Il se passa une demi-heure pendant laquelle les deux prahos gagnèrent cinq nœuds, puis la voix de l'Araignée-de- Mer se fit de nouveau entendre.
— Capitaine ! c'est une Jonque ! cria-t-il. Faites attention ! Elle nous a découverts et fuit en virant de bord.
— Ah ! cria Sandokan. Hardi ! Giro-Batol, manœuvre pour l'empêcher de fuir.
Un instant après, les deux prahos se séparaient et, après avoir décrit un grand demi-cercle, se lancèrent, toutes voiles déployées, contre le vaisseau marchand.
C'était un de ces pesants navires qui s'appellent des jonques, de formes trapues et de solidité douteuse, usités dans les mers de la Chine.
À peine avertie de la présence de ces deux vaisseaux suspects contre lesquels, elle ne pouvait lutter de rapidité, la jonque s'était arrêtée et on y avait déployé un grand drapeau.
Quand Sandokan le vit, il bondit :
— Le drapeau du rajah Brook, de l'exterminateur des pirates ! s'écria-t-il avec un intraduisible accent de haine. Mes beaux tigres ! à l'abordage ! à l'abordage !
Un hurlement sauvage, féroce, s'éleva des deux équipages qui connaissaient la renommée de l'Anglais James Broock, devenu rajah de Sarawak, ennemi impitoyable des pirates, dont un grand nombre était tombé sous ses coups.

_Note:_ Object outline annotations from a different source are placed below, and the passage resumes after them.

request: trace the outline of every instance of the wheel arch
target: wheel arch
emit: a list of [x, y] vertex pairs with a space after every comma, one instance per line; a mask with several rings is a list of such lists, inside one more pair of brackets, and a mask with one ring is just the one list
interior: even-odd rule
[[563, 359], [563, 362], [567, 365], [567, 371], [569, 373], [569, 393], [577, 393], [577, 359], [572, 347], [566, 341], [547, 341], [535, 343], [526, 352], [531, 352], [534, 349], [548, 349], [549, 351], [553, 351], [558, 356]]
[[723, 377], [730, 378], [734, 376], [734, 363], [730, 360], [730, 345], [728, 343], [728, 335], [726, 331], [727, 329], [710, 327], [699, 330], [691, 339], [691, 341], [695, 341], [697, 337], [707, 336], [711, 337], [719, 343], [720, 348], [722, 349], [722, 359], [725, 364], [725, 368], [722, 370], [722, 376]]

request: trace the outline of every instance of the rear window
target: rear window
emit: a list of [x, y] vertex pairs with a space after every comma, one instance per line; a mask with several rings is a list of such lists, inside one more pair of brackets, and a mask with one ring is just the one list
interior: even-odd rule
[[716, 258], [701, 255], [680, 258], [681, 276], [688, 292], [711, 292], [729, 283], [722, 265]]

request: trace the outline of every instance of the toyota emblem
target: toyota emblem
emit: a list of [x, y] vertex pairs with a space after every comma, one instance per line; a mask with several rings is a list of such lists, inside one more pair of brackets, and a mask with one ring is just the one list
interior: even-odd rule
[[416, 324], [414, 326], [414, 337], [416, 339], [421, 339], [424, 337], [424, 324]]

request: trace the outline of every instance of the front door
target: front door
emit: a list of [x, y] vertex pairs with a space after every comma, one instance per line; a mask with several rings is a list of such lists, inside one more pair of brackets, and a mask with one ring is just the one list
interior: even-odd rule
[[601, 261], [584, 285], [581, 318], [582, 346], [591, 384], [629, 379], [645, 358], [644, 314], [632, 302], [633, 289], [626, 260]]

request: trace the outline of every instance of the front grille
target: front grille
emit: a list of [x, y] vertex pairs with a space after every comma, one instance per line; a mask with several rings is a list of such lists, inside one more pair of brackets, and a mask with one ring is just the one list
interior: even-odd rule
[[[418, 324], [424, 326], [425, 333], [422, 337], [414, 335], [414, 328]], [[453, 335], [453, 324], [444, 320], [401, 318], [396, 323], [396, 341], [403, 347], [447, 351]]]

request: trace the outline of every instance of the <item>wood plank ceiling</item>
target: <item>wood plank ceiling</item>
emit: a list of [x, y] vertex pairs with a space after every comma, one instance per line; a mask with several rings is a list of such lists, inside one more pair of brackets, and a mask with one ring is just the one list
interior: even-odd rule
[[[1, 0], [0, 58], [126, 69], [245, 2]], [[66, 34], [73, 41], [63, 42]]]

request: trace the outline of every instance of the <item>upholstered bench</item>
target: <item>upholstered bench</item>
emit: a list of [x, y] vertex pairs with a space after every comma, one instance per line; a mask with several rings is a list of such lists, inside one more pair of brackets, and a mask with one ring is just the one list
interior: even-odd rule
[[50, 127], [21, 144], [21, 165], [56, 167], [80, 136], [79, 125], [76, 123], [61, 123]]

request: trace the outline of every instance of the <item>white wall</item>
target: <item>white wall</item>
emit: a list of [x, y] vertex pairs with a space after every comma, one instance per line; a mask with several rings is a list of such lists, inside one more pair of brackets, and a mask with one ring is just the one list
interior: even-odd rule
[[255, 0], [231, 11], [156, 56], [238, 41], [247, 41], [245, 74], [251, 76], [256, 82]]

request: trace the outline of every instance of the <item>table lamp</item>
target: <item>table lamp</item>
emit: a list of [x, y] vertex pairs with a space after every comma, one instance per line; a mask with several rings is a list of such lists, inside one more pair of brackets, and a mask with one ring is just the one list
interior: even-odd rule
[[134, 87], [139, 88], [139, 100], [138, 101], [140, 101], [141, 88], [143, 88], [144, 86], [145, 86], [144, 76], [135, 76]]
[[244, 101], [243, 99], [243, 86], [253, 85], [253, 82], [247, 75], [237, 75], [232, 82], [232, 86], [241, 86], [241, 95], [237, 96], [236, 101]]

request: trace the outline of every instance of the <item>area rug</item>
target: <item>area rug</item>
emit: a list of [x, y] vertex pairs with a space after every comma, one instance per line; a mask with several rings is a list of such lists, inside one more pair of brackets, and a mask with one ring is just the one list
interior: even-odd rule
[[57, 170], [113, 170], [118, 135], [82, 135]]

Les deux corsaires, enveloppés de nuages de fumée d'où partaient des éclairs, s'avançaient toujours et furent en peu d'instants sur les flancs de la jonque.
— Barre sous le vent ! cria alors Sandokan qui avait empoigné son cimeterre.
Son navire aborda le vaisseau marchand au flanc de bâbord et y resta attaché par les grappins d'abordage qui avaient été lancés.
— À l'assaut, mes tigres ! cria d'une voix de tonnerre le terrible pirate.
Il se replia sur lui-même comme un tigre qui va se lancer sur sa proie et se prépare à sauter, mais une main robuste le retint.
Il se retourna en jetant un rugissement de fureur, mais l'homme qui avait osé l'arrêter avait fait un bond en avant et le couvrait de son corps.
— Toi, Araignée-de-Mer ! cria Sandokan, levant sur lui son cimeterre.
Mais, juste à ce moment, un coup de fusil partait de la jonque, et le pauvre Araignée-de-Mer tombait sur le pont, foudroyé.
— Ah ! merci, mon tigre, dit Sandokan. Tu voulais me sauver !
Il se lança en avant comme un taureau blessé, s'accrocha à la gueule d'un canon, se hissa sur te pont de la jonque et se précipita au travers des combattants avec cette folle témérité que tous admiraient.